Best data structure for triangle collision meshes

theagentd · January 21, 2016, 2:51am

I have a huge number of static triangles forming the collision mesh of the world. I’m currently using a quad tree here, but it’s very slow. There are two main problems I want to solve right now:

Using a quad tree means that it works the best for flat levels, but we’re planing on making levels with more vertical movement. Therefore, an actual 3D structure would be preferable.
The current quad tree is slow as hell. In some extreme cases the quad tree query takes up 80% of the CPU time of the game since Kai helped optimize JOML for the actual collision response for the triangles (thanks Kai!).

It seems like the biggest problem right now is that simply traversing the quad tree is very slow. Finding an alternative data structure sounds like a good idea.
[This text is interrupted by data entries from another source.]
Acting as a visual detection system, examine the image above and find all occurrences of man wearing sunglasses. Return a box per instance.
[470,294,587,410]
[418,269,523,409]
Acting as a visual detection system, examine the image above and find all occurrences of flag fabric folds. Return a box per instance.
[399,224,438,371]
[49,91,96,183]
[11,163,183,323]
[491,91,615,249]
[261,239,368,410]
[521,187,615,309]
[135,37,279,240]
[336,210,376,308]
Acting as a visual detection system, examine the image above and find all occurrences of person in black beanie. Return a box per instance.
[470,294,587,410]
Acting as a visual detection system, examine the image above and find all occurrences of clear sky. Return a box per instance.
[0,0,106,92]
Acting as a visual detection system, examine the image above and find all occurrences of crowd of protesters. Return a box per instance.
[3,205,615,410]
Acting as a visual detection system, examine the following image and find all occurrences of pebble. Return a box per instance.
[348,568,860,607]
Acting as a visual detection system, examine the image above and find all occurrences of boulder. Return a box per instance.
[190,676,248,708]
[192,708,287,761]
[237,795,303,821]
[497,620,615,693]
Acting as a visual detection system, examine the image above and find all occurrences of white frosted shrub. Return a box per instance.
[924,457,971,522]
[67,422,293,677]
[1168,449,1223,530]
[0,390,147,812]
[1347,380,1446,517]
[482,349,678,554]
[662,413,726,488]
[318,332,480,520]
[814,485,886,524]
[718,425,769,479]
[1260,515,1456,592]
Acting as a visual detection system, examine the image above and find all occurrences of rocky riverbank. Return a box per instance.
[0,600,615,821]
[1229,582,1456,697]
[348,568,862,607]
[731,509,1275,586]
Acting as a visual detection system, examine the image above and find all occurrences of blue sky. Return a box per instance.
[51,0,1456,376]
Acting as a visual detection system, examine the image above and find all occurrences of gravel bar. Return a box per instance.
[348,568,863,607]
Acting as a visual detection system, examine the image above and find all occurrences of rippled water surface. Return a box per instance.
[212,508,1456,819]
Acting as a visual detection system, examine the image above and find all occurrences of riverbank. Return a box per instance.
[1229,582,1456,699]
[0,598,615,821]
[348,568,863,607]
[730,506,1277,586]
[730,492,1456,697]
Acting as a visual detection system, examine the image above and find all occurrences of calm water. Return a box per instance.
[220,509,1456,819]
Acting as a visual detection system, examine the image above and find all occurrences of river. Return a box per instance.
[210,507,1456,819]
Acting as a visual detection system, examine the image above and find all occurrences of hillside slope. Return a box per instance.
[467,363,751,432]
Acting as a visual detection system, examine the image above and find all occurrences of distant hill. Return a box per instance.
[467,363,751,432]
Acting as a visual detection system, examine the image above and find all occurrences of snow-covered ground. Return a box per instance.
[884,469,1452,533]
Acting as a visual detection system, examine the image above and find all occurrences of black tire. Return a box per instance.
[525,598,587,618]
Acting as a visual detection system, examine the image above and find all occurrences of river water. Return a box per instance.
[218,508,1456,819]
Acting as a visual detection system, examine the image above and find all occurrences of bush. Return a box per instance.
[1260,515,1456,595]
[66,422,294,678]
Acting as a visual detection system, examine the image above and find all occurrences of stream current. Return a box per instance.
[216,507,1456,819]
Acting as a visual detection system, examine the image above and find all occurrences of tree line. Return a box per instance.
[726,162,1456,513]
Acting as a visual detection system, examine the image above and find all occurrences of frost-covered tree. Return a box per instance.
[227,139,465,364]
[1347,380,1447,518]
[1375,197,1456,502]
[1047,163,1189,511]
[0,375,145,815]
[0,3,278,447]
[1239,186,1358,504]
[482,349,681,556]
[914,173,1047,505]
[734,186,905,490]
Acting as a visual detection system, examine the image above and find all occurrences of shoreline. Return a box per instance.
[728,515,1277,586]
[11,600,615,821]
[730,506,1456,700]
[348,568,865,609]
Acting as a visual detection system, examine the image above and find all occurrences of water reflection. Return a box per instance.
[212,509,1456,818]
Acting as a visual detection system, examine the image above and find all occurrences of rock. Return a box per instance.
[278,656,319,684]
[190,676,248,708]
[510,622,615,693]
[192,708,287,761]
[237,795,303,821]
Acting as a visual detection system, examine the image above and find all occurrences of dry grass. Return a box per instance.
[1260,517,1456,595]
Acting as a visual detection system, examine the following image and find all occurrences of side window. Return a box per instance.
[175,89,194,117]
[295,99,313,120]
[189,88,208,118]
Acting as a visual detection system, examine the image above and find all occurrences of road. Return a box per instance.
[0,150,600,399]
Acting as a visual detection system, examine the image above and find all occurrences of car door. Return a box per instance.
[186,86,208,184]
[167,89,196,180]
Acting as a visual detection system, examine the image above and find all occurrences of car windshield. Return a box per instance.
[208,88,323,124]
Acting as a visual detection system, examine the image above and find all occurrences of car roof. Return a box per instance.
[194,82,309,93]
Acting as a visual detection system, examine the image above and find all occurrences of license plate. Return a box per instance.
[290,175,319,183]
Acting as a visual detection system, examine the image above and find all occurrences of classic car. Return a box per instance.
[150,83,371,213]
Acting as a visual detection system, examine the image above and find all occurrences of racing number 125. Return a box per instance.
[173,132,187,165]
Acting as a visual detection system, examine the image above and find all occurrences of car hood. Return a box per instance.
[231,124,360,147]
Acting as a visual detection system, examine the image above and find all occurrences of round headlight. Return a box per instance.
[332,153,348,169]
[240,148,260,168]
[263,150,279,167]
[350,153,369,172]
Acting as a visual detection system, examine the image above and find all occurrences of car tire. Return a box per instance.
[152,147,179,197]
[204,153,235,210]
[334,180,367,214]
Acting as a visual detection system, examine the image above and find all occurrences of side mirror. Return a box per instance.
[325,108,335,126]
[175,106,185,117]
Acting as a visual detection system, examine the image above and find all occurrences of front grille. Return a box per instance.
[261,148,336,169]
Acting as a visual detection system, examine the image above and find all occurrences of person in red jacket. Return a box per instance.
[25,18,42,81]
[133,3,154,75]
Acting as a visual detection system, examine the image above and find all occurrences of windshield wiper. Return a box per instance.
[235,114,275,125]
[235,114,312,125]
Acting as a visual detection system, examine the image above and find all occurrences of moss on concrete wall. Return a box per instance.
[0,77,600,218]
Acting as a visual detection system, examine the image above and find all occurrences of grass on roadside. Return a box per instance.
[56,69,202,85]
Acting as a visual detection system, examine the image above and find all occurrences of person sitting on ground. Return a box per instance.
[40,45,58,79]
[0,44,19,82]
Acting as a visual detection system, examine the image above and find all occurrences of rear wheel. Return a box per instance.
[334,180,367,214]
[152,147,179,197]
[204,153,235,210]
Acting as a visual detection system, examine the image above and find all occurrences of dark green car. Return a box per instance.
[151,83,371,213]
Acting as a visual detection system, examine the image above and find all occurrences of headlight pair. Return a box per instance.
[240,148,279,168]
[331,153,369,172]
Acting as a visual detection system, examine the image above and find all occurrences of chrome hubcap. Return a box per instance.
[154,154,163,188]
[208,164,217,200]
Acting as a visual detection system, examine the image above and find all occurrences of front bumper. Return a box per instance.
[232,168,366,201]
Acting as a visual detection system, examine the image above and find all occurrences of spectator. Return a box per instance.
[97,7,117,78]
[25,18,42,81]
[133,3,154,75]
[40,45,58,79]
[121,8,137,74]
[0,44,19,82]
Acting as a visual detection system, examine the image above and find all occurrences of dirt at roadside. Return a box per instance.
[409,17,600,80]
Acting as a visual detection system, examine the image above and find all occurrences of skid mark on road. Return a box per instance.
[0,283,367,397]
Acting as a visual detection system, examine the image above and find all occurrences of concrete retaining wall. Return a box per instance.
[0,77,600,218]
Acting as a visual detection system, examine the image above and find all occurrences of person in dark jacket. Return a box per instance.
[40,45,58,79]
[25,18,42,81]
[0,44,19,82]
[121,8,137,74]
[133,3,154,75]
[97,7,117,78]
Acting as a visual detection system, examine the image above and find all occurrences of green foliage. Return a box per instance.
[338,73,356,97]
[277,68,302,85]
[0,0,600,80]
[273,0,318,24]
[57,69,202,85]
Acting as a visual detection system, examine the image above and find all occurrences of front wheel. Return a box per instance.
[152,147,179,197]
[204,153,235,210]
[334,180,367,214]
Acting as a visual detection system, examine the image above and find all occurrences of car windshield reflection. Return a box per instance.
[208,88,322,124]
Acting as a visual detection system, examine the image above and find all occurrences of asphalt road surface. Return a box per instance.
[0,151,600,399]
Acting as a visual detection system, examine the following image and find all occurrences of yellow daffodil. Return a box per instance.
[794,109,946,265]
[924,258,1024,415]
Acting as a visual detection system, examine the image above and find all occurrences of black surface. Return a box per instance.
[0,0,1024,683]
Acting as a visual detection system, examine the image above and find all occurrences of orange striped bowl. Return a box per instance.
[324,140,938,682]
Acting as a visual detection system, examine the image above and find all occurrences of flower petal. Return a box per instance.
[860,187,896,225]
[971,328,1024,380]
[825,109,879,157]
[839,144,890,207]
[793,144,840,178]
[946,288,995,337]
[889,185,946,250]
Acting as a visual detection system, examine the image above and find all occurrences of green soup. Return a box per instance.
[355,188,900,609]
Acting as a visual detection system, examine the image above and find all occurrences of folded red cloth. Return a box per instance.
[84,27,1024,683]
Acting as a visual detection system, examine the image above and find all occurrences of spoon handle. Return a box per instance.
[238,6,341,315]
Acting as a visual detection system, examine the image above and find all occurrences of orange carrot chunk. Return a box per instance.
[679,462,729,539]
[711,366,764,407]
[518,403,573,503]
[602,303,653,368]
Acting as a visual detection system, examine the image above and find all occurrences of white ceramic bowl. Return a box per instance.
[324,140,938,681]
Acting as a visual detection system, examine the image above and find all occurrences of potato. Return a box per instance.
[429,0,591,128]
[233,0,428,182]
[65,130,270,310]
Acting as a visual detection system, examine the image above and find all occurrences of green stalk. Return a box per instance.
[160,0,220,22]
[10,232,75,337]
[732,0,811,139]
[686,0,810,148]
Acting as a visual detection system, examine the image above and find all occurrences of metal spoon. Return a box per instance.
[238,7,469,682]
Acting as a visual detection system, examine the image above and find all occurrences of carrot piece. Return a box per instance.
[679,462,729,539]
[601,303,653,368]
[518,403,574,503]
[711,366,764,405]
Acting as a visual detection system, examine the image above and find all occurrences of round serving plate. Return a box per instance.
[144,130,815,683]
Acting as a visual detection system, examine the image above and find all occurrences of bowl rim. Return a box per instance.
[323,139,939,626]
Octree: Well, supports 3D but will be even slower to traverse.
2D grid: Still “flattens” the data structure, won’t work well with vertical levels. Also, the triangles are arbitrarily big and should preferably not have to be split up.
3D grid: Sounds like a great idea, but the triangles are arbitrarily big and should preferably not have to be split up.
BSP tree: Not entirely sure how this would work, but I get the feeling that the “linked list” of nodes in this case would be even higher than for a quad tree, reducing performance even more.
???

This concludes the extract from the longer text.